Secret Empire: Eisenhower, the CIA, and the Hidden Story of America’s Space Espionage
By Philip Taubman
Simon & Schuster, 2003
Hardcover, 454 pages
ISBN 0-68485699-9

Until something more scholarly and definitive comes out, Secret Empire is the best and most readable work yet on America’s first spy satellites. The title is a bit misleading. Given everything that has already been published, the story can hardly be called “hidden.”

The tale of how President Eisenhower brought imagery intelligence into the heart of US defense policy making is an excellent case study on how a President should deal with a lack of critical information.

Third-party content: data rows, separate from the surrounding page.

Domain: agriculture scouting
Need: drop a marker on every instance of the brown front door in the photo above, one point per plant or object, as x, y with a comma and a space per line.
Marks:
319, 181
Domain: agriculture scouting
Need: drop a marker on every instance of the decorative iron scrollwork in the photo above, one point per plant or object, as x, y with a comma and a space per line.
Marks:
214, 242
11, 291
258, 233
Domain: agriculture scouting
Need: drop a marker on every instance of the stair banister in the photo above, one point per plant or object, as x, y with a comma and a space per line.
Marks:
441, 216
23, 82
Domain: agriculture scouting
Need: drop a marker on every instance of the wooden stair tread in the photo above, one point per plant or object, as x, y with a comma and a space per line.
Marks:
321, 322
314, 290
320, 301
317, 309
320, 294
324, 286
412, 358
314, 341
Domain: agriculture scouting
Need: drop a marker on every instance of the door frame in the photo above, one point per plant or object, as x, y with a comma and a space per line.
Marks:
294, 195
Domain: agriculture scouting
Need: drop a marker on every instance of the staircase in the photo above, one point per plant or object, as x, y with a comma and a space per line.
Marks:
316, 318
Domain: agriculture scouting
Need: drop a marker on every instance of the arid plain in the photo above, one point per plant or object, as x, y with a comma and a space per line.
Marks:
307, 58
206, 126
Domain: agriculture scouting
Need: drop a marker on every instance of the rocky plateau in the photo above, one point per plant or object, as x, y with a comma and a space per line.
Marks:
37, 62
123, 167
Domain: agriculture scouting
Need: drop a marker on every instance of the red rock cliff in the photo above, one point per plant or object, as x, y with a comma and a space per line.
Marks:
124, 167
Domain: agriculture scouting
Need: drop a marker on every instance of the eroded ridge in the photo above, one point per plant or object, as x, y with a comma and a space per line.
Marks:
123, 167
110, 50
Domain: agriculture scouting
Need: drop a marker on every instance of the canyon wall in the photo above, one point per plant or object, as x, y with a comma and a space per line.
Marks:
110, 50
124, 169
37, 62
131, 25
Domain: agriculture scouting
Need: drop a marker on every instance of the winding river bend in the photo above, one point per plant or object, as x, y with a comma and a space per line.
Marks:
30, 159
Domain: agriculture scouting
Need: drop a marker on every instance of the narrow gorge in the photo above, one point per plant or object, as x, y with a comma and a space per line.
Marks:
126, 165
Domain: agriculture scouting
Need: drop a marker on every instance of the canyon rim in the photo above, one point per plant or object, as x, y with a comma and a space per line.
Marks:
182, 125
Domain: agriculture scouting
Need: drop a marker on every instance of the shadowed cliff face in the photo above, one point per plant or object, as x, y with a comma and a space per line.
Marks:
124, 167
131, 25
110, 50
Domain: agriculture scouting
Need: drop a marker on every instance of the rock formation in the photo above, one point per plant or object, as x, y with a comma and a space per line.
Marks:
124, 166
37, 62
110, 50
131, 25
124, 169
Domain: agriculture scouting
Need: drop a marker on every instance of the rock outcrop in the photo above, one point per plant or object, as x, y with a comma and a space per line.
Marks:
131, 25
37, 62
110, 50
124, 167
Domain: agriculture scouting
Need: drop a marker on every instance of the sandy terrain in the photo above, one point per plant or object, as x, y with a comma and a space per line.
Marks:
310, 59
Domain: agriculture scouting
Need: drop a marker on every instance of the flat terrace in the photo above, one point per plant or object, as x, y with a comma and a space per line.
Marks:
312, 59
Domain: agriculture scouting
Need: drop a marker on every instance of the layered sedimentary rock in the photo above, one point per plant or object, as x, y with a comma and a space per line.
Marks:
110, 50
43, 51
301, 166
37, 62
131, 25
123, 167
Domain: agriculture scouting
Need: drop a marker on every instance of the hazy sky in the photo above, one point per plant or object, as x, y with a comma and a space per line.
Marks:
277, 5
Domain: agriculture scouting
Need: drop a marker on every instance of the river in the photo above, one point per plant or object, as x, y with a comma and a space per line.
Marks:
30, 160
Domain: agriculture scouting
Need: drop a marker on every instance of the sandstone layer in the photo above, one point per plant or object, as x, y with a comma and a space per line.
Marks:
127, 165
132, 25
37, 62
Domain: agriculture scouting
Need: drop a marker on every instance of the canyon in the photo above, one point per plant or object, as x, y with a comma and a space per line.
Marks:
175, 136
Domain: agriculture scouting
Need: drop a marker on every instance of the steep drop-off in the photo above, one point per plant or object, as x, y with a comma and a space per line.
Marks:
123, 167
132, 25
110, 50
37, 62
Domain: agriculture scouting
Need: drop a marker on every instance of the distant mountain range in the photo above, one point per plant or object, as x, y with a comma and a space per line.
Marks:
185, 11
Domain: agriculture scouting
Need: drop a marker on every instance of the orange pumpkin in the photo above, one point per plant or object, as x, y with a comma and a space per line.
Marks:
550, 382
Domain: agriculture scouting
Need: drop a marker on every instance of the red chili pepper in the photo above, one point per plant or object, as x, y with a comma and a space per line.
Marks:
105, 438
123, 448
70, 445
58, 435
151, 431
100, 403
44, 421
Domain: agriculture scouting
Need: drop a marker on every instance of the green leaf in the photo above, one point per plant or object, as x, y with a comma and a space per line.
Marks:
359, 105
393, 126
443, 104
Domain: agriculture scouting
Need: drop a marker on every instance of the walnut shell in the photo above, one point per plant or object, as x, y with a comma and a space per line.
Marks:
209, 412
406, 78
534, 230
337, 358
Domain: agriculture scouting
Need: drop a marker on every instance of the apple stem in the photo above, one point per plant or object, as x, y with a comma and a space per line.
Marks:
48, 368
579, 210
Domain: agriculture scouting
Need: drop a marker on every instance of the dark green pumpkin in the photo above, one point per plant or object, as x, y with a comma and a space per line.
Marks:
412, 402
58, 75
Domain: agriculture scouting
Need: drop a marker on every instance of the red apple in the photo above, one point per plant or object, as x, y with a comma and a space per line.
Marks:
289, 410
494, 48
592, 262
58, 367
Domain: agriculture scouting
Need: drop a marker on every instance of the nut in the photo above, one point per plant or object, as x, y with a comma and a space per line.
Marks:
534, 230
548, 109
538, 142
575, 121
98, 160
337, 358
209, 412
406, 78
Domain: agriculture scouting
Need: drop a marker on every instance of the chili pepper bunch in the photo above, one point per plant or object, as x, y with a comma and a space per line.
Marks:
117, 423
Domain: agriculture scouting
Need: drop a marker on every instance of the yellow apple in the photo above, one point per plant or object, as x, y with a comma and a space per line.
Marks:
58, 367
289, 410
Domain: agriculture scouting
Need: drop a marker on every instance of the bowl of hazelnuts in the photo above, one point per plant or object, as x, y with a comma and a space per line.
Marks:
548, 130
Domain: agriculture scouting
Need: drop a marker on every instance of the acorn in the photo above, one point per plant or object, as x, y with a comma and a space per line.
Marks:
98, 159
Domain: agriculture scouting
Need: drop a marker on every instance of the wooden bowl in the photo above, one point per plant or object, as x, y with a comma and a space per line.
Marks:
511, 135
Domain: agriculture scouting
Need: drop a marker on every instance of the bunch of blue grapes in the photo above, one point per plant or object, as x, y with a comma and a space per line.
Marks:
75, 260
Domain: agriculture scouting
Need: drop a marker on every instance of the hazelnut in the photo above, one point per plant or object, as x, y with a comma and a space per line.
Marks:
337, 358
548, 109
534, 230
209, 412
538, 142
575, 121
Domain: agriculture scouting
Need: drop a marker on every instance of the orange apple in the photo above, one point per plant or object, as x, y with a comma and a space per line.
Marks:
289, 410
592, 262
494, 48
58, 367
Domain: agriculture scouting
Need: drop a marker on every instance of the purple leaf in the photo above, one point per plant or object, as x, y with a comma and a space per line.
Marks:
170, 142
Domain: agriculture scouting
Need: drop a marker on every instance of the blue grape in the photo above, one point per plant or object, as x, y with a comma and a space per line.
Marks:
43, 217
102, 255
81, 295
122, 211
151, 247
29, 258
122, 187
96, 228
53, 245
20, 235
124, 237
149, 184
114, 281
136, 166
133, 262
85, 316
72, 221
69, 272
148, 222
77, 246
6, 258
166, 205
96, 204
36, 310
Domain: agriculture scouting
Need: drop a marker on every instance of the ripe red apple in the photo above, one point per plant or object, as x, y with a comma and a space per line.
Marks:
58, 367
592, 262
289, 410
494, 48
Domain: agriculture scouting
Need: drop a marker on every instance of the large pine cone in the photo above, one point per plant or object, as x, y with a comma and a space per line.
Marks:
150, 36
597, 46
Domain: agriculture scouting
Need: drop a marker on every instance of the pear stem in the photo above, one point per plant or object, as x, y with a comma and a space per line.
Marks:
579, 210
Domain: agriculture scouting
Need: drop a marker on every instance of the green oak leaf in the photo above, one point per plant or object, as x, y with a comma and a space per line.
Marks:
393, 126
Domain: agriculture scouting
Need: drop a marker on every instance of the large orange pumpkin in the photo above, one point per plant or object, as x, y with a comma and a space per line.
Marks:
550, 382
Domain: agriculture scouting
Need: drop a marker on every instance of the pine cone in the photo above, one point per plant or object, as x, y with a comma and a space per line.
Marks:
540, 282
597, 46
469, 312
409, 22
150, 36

How and why the early Corona spy satellites were designed and built should stand with the Ultra code-breaking story as one of the most important Western espionage achievements of the last century.

Philip Taubman is the Deputy Editorial Page Editor of the New York Times. One, therefore, expects bits of their dogma to be included in this work. For example, he claims that the “Reagan administration have pushed the CIA and its fellow spy agencies to bend intelligence reports to conform with policy.” This statement is based on the refusal of the Reagan administration to take the academic liberal “product” that came out of the CIA’s analysis branch seriously. The author includes enough of these asides to reassure his peers that his doctrinal orthodoxy is unquestionable.

Without access to closed government files, both in the US and in the former USSR, this book is the most complete record we are going to get.

Yet, there is plenty of heresy here, if one reads between the lines. First of all, there is the assumption that the Cold War was a serious contest between America (the Good Guys) and the Communists (the Bad Guys). There is also the undisguised admiration for Dwight Eisenhower. Ike is the only GOP president whom liberals find it safe to admire, mostly on the basis of his warning against the power of the military industrial complex.

Taubman’s sources are almost all impeccable. Obviously, he has drawn on the works of Bill Burroughs, Jeffery Richelson, John Logsdon, Dwayne Day, as well as on the indispensable memoirs of former MIT president James Killian, Sputnik, Scientists and Eisenhower. He also interviews most of the surviving major players, including General Andrew Goodpaster, the greatest living source for information on Eisenhower’s Cold War policies. Without access to closed government files, both in the US and in the former USSR, this book is the most complete record we are going to get.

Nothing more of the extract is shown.